Si un frère se montre récalcitrant ou désobéissant ou orgueilleux ou murmurateur et contrevenant sur quelque point à la sainte règle et aux commandements de ses anciens, avec des manifestations de mépris, ses anciens l’avertiront, selon le commandement de notre Seigneur, une première et une seconde fois en privé. S’il ne s’amende pas, on le réprimandera publiquement devant tous. Si même alors il ne se corrige pas, s’il comprend ce qu’est cette peine, il subira l’excommunication. Mais si c’est une mauvaise tête, il recevra un châtiment corporel.
Chapitre 24 : Quelle doit être la gravité de l’excommunication ?
C‘est à la gravité de la faute que doit se mesurer la portée de l’excommunication ou du châtiment. Cette gravité des fautes est remise au jugement de l’abbé.
Si toutefois un frère se trouve coupable de fautes légères, on le privera de la participation à la table. Celui qu’on aura privé de la table sera au régime suivant : à l’oratoire, il n’imposera pas de psaume ou d’antienne ni ne récitera de lecture jusqu’à satisfaction. Quant à la nourriture de son repas, il la prendra seul après le repas des frères : si par exemple les frères ont leur repas à sexte, ce frère aura le sien à none ; si les frères l’ont à none, il l’aura à vêpres, jusqu’à ce que, par une satisfaction convenable, il obtienne son pardon.
Chapitre 25 : Des fautes graves
Quant au frère qui est coupable de faute grave, il sera exclu à la fois de la table et de l’oratoire. Aucun frère n’entrera aucunement en rapport avec lui sous forme de compagnie ou d’entretien. Qu’il soit seul au travail qu’on lui aura enjoint, persistant dans le deuil de la pénitence, sachant cette terrible sentence de l’Apôtre : " Un tel homme a été livré à la destruction de la chair, pour que son esprit soit sauf au jour du Seigneur. " Quant à la nourriture de son repas, il la prendra seul, dans la mesure et à l’heure que l’abbé aura jugées convenables pour lui.

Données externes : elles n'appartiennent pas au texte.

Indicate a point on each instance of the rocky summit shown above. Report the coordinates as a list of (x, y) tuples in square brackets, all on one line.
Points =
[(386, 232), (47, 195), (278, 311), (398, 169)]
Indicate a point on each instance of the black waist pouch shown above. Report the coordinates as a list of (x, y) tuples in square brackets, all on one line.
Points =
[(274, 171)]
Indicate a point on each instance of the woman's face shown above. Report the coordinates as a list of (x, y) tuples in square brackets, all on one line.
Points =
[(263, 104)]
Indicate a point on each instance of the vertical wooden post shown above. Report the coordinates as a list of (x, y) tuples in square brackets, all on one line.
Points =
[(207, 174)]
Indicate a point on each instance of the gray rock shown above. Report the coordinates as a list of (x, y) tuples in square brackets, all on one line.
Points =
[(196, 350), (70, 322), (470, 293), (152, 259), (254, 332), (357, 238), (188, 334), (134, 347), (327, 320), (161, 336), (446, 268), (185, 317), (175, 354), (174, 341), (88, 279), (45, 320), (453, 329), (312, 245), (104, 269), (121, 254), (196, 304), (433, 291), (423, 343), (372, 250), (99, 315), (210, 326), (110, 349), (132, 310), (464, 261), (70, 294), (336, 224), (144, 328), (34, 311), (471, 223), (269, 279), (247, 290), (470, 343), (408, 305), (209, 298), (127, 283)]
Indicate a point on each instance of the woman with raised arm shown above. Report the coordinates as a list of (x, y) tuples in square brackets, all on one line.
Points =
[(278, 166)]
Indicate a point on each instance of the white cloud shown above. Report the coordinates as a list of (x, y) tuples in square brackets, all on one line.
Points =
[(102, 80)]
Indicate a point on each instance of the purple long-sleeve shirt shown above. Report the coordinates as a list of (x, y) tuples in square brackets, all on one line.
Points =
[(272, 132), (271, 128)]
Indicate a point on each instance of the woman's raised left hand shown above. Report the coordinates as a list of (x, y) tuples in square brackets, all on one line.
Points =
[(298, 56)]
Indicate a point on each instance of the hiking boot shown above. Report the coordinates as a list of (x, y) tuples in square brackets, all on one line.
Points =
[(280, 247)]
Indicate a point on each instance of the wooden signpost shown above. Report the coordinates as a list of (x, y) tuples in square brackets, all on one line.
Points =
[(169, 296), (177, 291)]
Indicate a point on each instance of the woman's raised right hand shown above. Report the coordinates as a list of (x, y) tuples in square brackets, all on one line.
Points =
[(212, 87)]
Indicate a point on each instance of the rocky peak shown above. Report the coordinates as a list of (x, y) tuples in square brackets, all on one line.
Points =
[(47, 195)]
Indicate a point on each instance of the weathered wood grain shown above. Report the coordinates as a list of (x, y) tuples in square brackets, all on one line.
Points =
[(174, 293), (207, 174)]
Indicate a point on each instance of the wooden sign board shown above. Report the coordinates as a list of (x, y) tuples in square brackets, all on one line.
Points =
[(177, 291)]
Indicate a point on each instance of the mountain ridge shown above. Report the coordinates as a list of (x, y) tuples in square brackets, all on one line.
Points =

Personne ne le bénira en passant, pas plus que la nourriture qu’on lui donne.
Chapitre 26 : De ceux qui entrent en rapport avec les excommuniés sans permission
Si un frère se permet, sans autorisation de l’abbé, d’entrer en rapport avec un frère excommunié de n’importe quelle façon ou de lui parler ou de lui faire parvenir un message, il subira une peine d’excommunication similaire.